28 July 2008

Are Oil Prices Inflationary?

A commentor on Ed Brayton's blog claims that the recent high oil prices are "hyperinflation of a commodity." Of course it's not hyperinflation by any reasonable measure. Oil prices have roughly doubled--a 100% increase--in the last two years. In Germany, following WWI, they experienced inflation of around 300-400% per month. In several south American countries in the 1980s, the inflation rates were between 2,000 and 12,000% per year.

If 100% is "hyper," then I guess my first experience with hyperinflation was back in the '70s when the price of Bazooka Bubble Gum increased from 1 cent per piece to 2 cents.

The issue of real interest, however, is whether it is proper to call the increase in oil prices inflation? The commentor is not the only one to effectively call all price increases inflation, and a quick google search shows any number of articles linking oil prices and inflation.

Being influenced by the Austrian school, I dislike using the term inflation to refer to price increases caused by changes in supply or demand. Nothing is inflated there, because the real market value of the goods are being revealed by the price increases.

Inflation, proper, is the consequence of an increase in the money supply, an increase that is too great to be soaked up by increased production. Assuming, for example, that production is fixed, and no more can be produced. Then assume that overnight the money supply doubles. Since no more could be produced, prices would double. But goods would not be twice as valuable--the price increase would not reflect any increase in the value of the goods.

I think it is important to distinguish between the two types of price increases because they represent fundamentally different phenomena, and the appropriate response to each is fundamentally different. The proper response to real price increases is to conserve and purchase less, while the proper response to inflation is to reduce the money supply (as Fed Chair Paul Volcker did so successfully in 1981-2).

Furthermore, a rise in oil prices, even though it may cause an increase in costs for oil-dependent businesses, cannot cause an overall rise in prices unless the supply of money also increases. Because if the cost of oil goes up, and the supply of money remains fixed, then after buying oil (assume, for the moment, they buy the same amount), consumers have less money left over to buy other goods than they did before the price increase. If the price of something else--plastic containers, for example--also goes up because the price of oil goes up, they have again less money than before left over for other purchases. If all prices go up, consumers will have to purchase less. If consumers purchase less, goods will go unsold, and their prices must fall.

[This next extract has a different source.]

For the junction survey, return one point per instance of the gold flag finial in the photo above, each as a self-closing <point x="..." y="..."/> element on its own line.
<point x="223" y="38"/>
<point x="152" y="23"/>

This is where politics and economics meet. Confusing the two causes of price increases leads to confusion about the proper political response. The appropriate political response to inflation is to reduce the money supply, while the appropriate political response to real price increases is to inform the public that it is real, and to disseminate information about ways to reduce their usage. Disseminating information is one of the things governments can do well.

Another appropriate action would be to improve the economic education in our elementary and high schools. The commentor on Dispatches accused me of an ad hominem attack on K-12 education. Far from being an ad hominem--I didn't accuse teachers of being stupid or lazy--I was just pointing out the regrettable fact that we don't teach much economics before college, and I think it's a disservice to our children. Supply and demand effects are easy to teach, and particularly appropriate to elementary school as they can be demonstrated with fun classroom activities. As long as most Americans think price controls are an effective cost to price increases (whether real or inflationary), that free trade makes us poorer, that subsidies help the economy, and that businesses can charge as much as they want, we'll never have have good economic policies. And, unfortunately, both our presidential candidates are true men of the masses on this score.

4 comments:

Scott Hanley said...

Ah, economics. There's a curriculum that would be less controversial than history and biology.

Anonymous said...

Scott: True enough, I doubt either party would be keen to have economics taught to school pupils on a wide scale.

Steven Pinker once suggested a new focus for education that would do the most to undo the biases our evolution has endowed us with. The primary subjects were Biology, Economics, Statistics and Probability. Biology and economics help build the understanding that complex systems need not be the outcome of deliberate intentions and statistics and probability improve our rather abysmal intuitions about uncertainty.

Naturally I expect this curriculum to be adopted no sooner than 15 minutes after the sun burns out.

James Hanley said...

Scott,

Be careful you don't accidentally bite your tongue when you've got it planted so deeply in your sleep.

I hadn't heard of Pinker's idea. As long as he kept writing skills, or just plain ol' literature, I'd be supportive. Particularly of probability--I have dreamed of requiring all incoming frosh at my college to take a course that focuses on probability. Naturally enough, only the science and economic faculty have any sympathy for the idea.

Anonymous said...

Pinker's idea was to put more emphasis on those subjects, not teach these exclusively.

I know from personal experience that the statistics of undergraduates (even economics majors) can be pretty bad, as I had to teach some of them while I was at university, so I feel your pain.